I segnali che mi sono giunti nelle ultime ore, dall'Umbria al Piemonte, dalla Puglia all'Emilia, mi dicono di un clima da primarie, in cui i cittadini firmano per molti motivi, dalla riforma elettorale alla necessità di cambiare governo. E alla svelta, anche. Le due cose si tengono e chissà che i cittadini, ancora una volta, non abbiano la vista più lunga degli strateghi e dei politologi.
Spero che, dopo questa ennesima dimostrazione, il Pd si renda conto che, oltre alle proprie proposte e alla linea politica che esce dalla segreteria (quando ci riesce, perché molto spesso la linea non riesce a varcare la soglia del Palazzo), deve essere capace di ospitare il dibattito di tutto il campo progressista. Degli alleati, in primo luogo, e degli altri soggetti politici, istituzionali e non.
Ospitalità è la parola giusta per descrivere la disponibilità, l'apertura di senso, l'umiltà di mettersi a disposizione dei propri elettori e dei tanti che si muovono nel Paese dell'immobilità.
Se il Pd ospita è capace anche di rappresentare, se il Pd include è pronto alla sfida del governo che passa attraverso la capacità di rappresentare.

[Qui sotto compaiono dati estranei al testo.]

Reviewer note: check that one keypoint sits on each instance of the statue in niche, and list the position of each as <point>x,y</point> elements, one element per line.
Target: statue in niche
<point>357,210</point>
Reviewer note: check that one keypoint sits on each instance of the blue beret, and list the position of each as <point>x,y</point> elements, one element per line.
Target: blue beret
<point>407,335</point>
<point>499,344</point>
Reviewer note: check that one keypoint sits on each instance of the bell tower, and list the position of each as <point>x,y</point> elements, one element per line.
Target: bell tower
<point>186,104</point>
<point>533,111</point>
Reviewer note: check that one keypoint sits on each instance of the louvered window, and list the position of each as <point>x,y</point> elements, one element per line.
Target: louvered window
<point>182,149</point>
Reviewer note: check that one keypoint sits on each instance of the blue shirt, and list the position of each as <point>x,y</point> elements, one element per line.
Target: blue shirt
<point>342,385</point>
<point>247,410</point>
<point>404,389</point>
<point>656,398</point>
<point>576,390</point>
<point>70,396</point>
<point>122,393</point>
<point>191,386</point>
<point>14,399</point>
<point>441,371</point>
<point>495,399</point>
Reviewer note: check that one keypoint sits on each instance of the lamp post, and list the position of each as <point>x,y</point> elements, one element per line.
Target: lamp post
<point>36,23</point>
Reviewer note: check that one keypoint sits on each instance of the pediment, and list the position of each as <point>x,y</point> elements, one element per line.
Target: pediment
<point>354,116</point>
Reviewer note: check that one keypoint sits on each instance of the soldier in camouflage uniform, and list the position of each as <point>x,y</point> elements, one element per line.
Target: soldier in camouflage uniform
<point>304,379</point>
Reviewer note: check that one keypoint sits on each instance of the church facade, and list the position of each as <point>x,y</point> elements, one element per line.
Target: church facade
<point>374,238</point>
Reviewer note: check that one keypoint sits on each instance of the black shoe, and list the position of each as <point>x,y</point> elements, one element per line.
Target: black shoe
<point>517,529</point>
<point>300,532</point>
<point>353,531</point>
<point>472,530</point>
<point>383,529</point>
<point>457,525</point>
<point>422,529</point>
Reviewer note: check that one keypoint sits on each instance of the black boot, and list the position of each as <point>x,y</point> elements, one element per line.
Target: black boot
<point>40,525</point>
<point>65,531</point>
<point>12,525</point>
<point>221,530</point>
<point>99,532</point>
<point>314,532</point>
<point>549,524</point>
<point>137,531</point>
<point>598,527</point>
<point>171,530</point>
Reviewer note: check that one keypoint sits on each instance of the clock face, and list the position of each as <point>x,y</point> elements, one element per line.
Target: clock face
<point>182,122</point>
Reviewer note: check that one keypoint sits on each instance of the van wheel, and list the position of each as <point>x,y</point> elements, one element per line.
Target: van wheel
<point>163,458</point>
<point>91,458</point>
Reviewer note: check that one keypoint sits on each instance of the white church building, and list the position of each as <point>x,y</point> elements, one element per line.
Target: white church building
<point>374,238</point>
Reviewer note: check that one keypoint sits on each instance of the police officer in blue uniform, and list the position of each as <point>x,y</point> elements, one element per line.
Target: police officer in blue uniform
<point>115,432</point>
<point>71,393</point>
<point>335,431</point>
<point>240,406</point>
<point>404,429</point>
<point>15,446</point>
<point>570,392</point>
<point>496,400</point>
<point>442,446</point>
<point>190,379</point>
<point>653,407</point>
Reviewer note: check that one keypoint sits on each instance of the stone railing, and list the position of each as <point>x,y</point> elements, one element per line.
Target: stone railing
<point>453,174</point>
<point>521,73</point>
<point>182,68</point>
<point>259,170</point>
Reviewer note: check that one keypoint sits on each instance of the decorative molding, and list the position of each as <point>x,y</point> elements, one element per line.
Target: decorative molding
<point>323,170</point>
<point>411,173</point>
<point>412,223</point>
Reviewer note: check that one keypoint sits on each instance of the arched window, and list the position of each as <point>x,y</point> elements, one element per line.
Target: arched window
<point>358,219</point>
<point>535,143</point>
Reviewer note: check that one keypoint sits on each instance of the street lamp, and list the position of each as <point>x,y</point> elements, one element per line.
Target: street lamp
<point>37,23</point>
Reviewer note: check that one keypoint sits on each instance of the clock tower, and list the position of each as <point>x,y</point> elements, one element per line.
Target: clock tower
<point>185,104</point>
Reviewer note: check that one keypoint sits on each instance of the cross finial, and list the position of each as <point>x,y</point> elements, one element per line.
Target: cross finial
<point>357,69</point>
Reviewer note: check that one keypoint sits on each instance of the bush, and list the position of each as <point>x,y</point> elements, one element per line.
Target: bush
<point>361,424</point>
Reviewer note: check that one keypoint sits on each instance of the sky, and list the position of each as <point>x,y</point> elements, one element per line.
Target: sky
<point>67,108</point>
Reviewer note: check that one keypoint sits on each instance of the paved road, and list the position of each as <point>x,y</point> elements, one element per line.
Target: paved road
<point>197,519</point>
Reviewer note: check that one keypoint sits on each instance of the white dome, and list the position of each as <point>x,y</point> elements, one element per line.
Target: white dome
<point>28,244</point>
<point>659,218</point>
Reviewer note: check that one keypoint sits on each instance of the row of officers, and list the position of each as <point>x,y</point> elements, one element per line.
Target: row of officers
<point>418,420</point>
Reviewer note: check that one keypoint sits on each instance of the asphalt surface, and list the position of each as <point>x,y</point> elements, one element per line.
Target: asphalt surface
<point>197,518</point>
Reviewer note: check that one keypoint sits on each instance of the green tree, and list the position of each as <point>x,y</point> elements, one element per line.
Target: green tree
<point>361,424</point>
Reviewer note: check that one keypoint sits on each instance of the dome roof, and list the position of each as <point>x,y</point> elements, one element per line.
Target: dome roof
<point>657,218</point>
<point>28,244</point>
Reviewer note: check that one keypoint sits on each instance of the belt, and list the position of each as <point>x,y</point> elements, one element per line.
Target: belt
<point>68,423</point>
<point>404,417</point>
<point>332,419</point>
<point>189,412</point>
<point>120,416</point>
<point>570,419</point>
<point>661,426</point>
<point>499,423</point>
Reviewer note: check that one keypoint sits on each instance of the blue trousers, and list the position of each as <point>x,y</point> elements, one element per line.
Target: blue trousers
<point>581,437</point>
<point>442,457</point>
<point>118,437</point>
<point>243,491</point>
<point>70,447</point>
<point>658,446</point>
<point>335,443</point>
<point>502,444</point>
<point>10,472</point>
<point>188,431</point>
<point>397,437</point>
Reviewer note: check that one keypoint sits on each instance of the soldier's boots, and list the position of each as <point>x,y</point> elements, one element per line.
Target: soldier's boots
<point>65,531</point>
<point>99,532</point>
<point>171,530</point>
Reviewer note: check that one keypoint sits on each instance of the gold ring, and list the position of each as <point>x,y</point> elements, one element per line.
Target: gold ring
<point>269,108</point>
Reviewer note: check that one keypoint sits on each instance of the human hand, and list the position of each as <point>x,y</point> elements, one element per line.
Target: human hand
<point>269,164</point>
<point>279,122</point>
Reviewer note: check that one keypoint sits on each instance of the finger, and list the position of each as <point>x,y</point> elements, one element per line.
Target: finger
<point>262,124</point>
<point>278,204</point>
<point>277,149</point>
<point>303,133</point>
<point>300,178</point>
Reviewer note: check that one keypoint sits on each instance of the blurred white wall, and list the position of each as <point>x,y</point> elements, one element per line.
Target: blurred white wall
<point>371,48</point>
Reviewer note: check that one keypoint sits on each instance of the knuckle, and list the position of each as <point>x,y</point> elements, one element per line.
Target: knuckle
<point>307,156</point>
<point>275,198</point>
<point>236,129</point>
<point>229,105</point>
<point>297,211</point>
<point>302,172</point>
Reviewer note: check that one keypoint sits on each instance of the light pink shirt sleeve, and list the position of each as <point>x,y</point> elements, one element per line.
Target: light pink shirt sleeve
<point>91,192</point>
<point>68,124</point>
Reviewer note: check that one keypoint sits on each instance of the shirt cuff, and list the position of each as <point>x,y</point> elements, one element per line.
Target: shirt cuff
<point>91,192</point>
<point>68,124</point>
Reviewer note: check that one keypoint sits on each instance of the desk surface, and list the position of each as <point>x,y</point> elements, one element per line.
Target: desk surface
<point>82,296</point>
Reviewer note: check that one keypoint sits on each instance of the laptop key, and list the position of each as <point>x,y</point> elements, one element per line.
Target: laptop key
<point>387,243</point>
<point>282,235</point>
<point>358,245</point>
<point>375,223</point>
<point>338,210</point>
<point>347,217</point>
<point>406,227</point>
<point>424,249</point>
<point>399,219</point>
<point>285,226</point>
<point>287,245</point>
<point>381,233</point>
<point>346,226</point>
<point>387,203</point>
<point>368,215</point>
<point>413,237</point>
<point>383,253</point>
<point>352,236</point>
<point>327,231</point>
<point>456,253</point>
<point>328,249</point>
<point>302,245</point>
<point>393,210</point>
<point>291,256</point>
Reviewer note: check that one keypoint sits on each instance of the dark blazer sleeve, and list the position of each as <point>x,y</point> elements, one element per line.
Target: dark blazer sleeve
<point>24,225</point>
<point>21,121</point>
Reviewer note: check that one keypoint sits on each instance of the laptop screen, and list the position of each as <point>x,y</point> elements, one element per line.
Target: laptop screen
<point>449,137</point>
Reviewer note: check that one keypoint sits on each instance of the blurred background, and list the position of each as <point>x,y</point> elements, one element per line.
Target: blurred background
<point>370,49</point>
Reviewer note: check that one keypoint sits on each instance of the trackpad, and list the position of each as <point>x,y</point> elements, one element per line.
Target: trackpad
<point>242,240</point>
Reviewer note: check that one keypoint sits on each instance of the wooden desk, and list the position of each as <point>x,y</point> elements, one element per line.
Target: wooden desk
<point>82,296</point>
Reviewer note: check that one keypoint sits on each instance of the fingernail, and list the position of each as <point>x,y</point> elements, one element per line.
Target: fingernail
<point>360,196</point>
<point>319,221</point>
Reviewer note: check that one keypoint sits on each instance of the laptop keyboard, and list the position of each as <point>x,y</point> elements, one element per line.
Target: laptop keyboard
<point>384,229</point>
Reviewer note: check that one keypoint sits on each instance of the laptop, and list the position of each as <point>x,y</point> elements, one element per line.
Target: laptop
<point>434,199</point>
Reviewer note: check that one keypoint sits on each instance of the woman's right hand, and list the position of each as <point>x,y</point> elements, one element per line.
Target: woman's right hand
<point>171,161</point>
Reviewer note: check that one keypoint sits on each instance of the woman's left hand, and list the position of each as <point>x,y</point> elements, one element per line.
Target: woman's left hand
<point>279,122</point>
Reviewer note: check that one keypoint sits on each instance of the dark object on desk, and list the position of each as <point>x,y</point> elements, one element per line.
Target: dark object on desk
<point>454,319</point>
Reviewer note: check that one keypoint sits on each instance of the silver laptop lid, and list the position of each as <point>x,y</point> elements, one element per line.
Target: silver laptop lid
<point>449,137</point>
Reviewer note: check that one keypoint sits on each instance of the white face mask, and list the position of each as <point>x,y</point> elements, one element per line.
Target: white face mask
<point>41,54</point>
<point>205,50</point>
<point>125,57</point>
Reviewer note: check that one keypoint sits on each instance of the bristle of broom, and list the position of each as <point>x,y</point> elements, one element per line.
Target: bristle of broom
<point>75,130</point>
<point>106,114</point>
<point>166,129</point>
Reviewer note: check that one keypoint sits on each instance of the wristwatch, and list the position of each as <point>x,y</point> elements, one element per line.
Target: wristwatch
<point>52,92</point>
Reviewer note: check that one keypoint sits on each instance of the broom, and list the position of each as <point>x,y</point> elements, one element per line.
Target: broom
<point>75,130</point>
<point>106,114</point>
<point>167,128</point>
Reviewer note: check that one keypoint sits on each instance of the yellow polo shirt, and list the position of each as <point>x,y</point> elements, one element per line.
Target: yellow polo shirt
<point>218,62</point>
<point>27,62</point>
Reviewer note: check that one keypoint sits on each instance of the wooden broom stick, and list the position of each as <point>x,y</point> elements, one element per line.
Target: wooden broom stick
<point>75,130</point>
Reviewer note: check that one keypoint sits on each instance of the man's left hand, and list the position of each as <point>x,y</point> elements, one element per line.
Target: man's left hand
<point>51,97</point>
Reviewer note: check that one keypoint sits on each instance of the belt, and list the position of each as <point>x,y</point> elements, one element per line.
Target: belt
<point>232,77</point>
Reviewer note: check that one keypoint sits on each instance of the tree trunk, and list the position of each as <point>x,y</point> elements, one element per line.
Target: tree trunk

Perché la relazione politica è fondamentale, in questo difficile passaggio della politica italiana, perché la rappresentanza passa attraverso il recupero della fiducia dei cittadini, perché la partecipazione va accompagnata dalla politica istituzionale, senza snobismi e senza pregiudizi di sorta.
Gli ospiti si rispettano, si raccontano e assumono l'impegno della reciprocità. Chi ospita accoglie il viandante (che oggi sarebbe il movimentista), senza sequestrarlo e forzarlo a rimanere, ma offrendogli le proprie specialità. Il viandante, da parte sua, conserverà il ricordo di quella visita. E potrà anche farvi ritorno, un giorno, quando ne sentirà il bisogno.
Un consiglio spassionato al Palazzo, dunque: chi lo occupa lasci la porta socchiusa o, quantomeno, risponda al citofono.